A: Proof for the whole statement:
We can assume that 0 is the baricenter, A + B + C = 0, and A,B,C are pairwise independent.
Step 1: $(\forall t)$, $v_A,v_B,v_C$ lie in the plane $P :=A B C.$
(From an another answer.) From property (2):
$$A\times v_A + B\times v_B = -(A+B)\times (v_A + v_B)$$ which can be rearranged as
$$ (2A + B)\times v_A = (-2B - A) \times v_B =: X. $$
X is orthogonal to (2A + B) and (-2B - A) both, they span P, therefore X is orthogonal to P, so $v_A$ and $v_B,v_C$ lie in P. This concludes step 1.

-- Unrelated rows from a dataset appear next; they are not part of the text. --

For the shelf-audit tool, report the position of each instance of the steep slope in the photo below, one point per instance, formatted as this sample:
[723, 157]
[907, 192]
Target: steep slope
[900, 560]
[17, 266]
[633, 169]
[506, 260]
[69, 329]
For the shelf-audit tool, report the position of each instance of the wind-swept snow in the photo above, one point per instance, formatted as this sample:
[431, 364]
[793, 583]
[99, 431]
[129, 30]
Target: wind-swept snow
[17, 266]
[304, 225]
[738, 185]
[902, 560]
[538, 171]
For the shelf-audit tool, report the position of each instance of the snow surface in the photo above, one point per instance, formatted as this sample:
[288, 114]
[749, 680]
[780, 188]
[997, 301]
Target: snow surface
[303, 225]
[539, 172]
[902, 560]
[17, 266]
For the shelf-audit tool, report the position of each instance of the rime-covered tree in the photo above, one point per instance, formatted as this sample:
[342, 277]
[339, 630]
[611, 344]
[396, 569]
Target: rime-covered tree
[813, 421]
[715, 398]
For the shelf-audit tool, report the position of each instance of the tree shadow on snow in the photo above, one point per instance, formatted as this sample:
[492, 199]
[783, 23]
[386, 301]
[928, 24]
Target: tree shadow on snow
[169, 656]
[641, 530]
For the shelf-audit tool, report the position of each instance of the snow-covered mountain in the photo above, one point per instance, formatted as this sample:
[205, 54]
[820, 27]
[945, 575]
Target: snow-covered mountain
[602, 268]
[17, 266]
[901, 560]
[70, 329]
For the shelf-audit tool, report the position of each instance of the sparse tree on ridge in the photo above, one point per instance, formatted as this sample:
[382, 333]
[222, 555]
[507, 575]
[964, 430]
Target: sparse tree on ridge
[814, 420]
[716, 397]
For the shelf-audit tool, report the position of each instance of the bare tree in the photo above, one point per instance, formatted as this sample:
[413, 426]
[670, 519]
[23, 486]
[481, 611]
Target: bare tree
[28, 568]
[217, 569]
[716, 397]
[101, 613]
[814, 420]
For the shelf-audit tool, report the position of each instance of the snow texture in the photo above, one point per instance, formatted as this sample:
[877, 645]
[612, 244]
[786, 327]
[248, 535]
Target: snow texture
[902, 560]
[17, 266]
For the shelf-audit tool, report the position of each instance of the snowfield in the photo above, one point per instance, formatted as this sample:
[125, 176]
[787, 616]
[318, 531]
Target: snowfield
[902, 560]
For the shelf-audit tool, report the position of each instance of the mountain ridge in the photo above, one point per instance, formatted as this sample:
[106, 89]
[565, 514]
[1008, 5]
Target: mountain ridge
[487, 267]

Step 2: $(\forall t),$ the derivative of the normal vector of P is 0.
Let n denote the normal vector of P, $n:=A\times B/||A\times B||$.
$$(A \times B)' = A'\times B + A\times B' = v_A \times B + A \times v_B, $$
so $(A \times B)'$ is parallel to n. This gives
$$ n' = ( A\times B/||A\times B|| )' = (A\times B)' \cdot (1/||A\times B||) + (A\times B) \cdot (1/||A\times B||)' $$
which means $n'$ is parallel to n as well, and considering n being a unit vector, this means $n'= 0$. This concludes step 2.
Step 2 implies the statement.